Because there is no open flame, the wax must melt at a low temp, so I add a little additional oil. Finally, I added a range of essential oils to increase the aromatherapy effect. Choose affordable and available oils in large quantities if you want to smell the entire area. I love lemon, grapefruit, and lavender oils, but feel free to use any oils you choose.


  • Silicon mold, ice cube tray
  • soy wax flakes
  • almond or grapeseed oil
  • tablespoons essential oil of your choice
  • Old 16 ounce glass jar
  • Small saucepan


  1. Fill an old heat-resistant glass jar halfway with its flakes. Place the jar in a saucepan and fill the pan with water till it reaches midway up the sides of the jar.
  2. Boil for a few minutes on low heat, or until the wax melts.
  3. Remove from heat and set aside for 2 minutes to cool. Combine the almond oil and essential oils in a mixing bowl. While 2 teaspoons of essential oil may seem like a lot, your wax melts may not be as fragrant as you'd like, so add extra oil if necessary. If you want to color your melts, you may do it immediately.
  4. Pour the wax into the mold with care and allow it to cool completely.
  5. To use, pour 2 or 3 melts in a warmer and let the smell permeate your home as they melt.


It is vital to understand the temperature at which scent should be added to soy wax. You can't just melt the soy wax and pour your desired perfume onto it. As a result, it is critical to obtain the proper fragrance oils and identify when to add the aroma. Here's a rundown of the several varieties of its and their temperature requirements:

Soy Candle Wax:
The implementation of fragrance on it is determined by the kind of wax and the company. If you're using it a hundred percent pure, heat it to 175 to 185 degrees Fahrenheit before applying your fragrance oil. Check that the oil and wax are well blended. The aroma will not combine well with the wax if the temperature is too low. However, if you overheat it, it may discolor. It may also cause the soy candle to burn inefficiently.

Soy Tart Mix:
Melt your wax to 195 to 200 degrees Fahrenheit for soy candles, soy towers, and soy tart wax mixtures. After that, freeze it to 180-185 degrees before adding your fragrance oil. It is then commonly poured into the molds at 160 to 175 degrees Fahrenheit temperatures.

Hard Wax:
Natural components in all types of soy wax harden the wax, helping it stand on its own like pillar candles. As a result, the wax must have melted at a high temperature.

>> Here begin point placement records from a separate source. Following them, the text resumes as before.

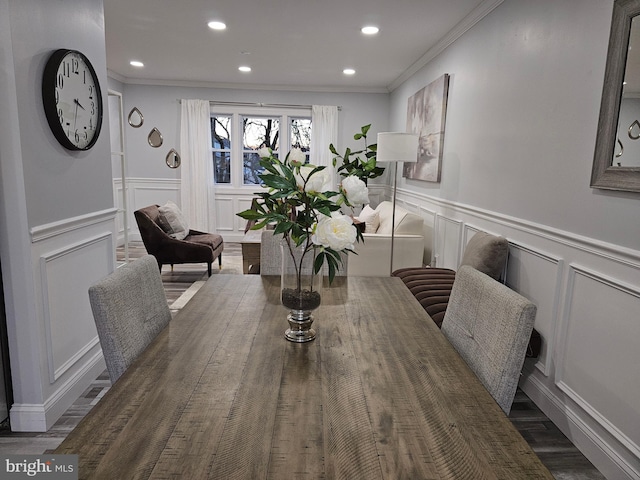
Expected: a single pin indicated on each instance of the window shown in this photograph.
(257, 132)
(238, 133)
(221, 141)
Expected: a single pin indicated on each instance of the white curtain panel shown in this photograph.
(324, 131)
(197, 167)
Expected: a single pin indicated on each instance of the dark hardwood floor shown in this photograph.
(555, 450)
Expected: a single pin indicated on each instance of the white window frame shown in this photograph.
(236, 113)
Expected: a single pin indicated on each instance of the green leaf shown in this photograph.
(317, 262)
(249, 215)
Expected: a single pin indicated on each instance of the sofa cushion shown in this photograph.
(486, 253)
(407, 223)
(172, 221)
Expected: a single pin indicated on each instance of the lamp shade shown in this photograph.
(397, 147)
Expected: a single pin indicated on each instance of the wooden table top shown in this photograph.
(379, 394)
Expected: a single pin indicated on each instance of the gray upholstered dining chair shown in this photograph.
(129, 308)
(489, 325)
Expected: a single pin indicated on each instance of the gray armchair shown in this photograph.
(489, 325)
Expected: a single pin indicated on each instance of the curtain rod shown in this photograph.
(267, 105)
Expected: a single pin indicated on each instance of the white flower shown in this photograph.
(318, 182)
(297, 155)
(355, 190)
(336, 232)
(264, 152)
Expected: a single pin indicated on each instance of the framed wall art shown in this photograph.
(426, 114)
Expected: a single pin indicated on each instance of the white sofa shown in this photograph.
(373, 257)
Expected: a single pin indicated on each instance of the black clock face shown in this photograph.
(72, 99)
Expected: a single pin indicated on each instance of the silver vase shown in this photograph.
(299, 291)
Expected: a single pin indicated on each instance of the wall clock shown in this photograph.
(72, 99)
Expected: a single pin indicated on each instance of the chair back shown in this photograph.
(490, 326)
(129, 308)
(150, 232)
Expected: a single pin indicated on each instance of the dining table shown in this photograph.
(221, 394)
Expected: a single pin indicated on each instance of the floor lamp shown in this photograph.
(396, 147)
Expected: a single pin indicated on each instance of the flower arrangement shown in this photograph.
(351, 162)
(299, 202)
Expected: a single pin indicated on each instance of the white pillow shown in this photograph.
(370, 218)
(172, 221)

As a matter of thumb, 1 ounce of fragrance oil equals 1 pound of soy wax, and it is technically 6.30 percent of the scent burden. We estimated it by dividing 1 oz of scented oil by 16 oz of water (1 pound of soy wax). In general, soy wax may contain up to 8 to 10 percent scent load; however, managing it won't be easy, and you may encounter wicking troubles.

You can determine the proper amount of fragrance oil to provide the greatest results based on the amount of wax you use in a certain container. Consider the following scenario: your container can carry 3 pounds of melted soy wax. You must determine the amount of melted wax in ounces, and you must multiply 3 by 16 to get the total in this situation.

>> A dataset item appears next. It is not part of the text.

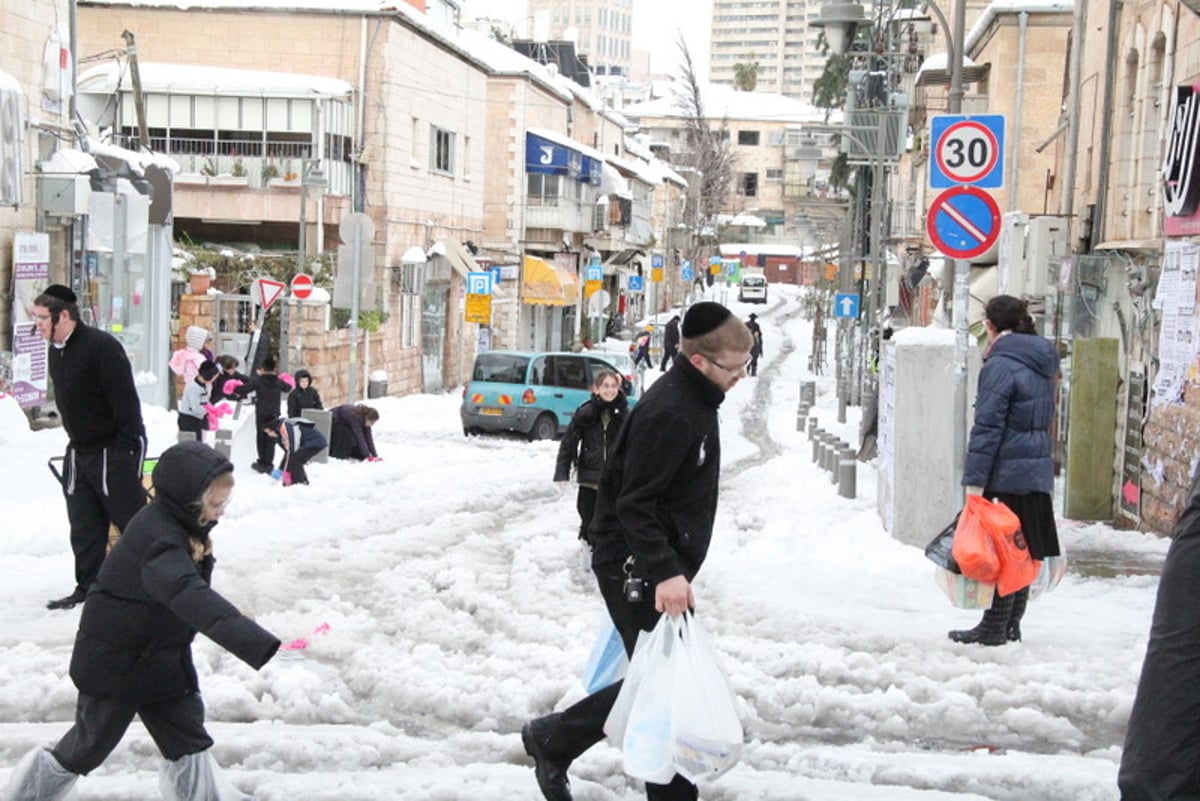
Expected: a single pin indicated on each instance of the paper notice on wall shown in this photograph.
(1179, 333)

This computation yields a total of 48. Now calculate the 6.25 percent of 48. It comes to 3 in the end. So 3 oz in 3 pounds or 48 oz of molten wax is required. If you do not use total ounces, your calculations may become complicated. So keep this in mind and pay close attention to these calculations to become an expert in determining the correct amount of fragrance oil in your candles each time.